物価目標達成次第で長期金利の誘導目標が変化?

二つ目は、グローバルな景気・マーケット動向が安定化し、日本も物価目標達成へのパスがしっかりしてきたことが確認されれば、2%超の物価に到達前に、日銀は長期金利の誘導目標を引き上げる可能性があるとみていることだ。

グローバルな景気・マーケット動向の回復がしっかりとしたものとなり、FEDの利上げが2018年も続けば、インフレ期待の上昇もともない、グローバルに金利水準の上方修正の動きは続くだろう。
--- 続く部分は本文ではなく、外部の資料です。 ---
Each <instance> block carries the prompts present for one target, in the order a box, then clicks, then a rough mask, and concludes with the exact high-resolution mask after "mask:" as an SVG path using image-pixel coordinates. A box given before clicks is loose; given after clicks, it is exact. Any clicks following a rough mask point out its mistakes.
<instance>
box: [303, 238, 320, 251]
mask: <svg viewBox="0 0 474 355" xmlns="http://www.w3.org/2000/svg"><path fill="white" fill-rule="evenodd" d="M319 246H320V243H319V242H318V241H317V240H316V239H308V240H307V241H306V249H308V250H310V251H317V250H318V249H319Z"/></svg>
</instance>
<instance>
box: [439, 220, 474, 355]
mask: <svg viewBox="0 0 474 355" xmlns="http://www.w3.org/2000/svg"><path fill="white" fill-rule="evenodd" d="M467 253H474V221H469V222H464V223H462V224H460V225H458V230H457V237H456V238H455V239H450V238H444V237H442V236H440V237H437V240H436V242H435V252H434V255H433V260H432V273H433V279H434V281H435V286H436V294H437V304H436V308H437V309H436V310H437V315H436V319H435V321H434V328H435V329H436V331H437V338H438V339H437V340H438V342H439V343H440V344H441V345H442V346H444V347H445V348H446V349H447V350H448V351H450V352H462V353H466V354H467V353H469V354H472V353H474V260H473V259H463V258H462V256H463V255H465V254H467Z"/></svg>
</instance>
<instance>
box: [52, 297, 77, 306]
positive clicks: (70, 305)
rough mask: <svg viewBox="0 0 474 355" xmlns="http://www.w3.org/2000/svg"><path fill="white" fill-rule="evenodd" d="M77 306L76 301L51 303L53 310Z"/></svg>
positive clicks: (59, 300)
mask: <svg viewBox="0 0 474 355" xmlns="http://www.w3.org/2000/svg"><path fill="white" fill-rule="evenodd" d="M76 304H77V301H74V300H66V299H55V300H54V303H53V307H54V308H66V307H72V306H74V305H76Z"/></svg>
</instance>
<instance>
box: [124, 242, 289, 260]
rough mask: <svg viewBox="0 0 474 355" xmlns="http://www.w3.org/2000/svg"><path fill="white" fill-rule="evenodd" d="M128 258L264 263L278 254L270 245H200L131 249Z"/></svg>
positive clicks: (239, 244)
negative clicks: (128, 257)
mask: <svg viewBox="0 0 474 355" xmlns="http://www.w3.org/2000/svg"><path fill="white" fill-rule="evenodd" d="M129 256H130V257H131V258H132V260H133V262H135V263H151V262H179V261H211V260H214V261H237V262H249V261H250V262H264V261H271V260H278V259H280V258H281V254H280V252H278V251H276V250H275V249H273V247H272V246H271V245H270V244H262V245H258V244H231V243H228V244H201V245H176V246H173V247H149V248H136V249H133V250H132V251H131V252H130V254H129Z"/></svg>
日本でも、失業率が2%台に突入し、総賃金の拡大が内需を強くする動きが意識されれば、日本の長期金利のフェアバリューは0.25%程度から0.5%程度に上昇する可能性がある。長期金利を0%程度に誘導するため、日銀は国債買いオペを年90兆円程度から更に増加させる必要が出てくるかもしれない。

しかし、財政赤字が縮小し、新規国債発行も減少する中で、それだけの買いオペのペースを続けることは困難となり、量の限界が切実な問題となる可能性がある。そうなった場合、まだ2%超の物価目標は達成していないが、日銀は長期金利の誘導目標を0%程度から引き上げ、量の拡大を回避するだろう。

ただ、長期金利のフェアバリューを誘導目標が下回り続けることにより、引き続き景気刺激効果があると説明することになろう。物価目標到達まで日銀がコミットメントしているのはマネタリーベースの拡大だけであり、長期金利の誘導目標はフレキシブルな対応が可能となっている。

長期金利の誘導目標が引き上げられる可能性があるほどに日本のファンダメンタルズが回復すれば、0-10年のイールドカーブもスティープ化することになり、金融機関の収益への下押しが大きく軽減されることになる。

日銀の政策による収益の圧迫への懸念で出遅れている金融機関の株価が上昇するとともに、金融機関の活動も活発化し、企業の活動を後押ししていくシナリオへ進んでいくと考えられる。そして、企業貯蓄率が、デレバレッジとリストラの継続によるプラスの異常な水準から、正常なマイナスに戻り、過剰貯蓄が総需要を破壊する力が一掃されれば、デフレ完全脱却となる。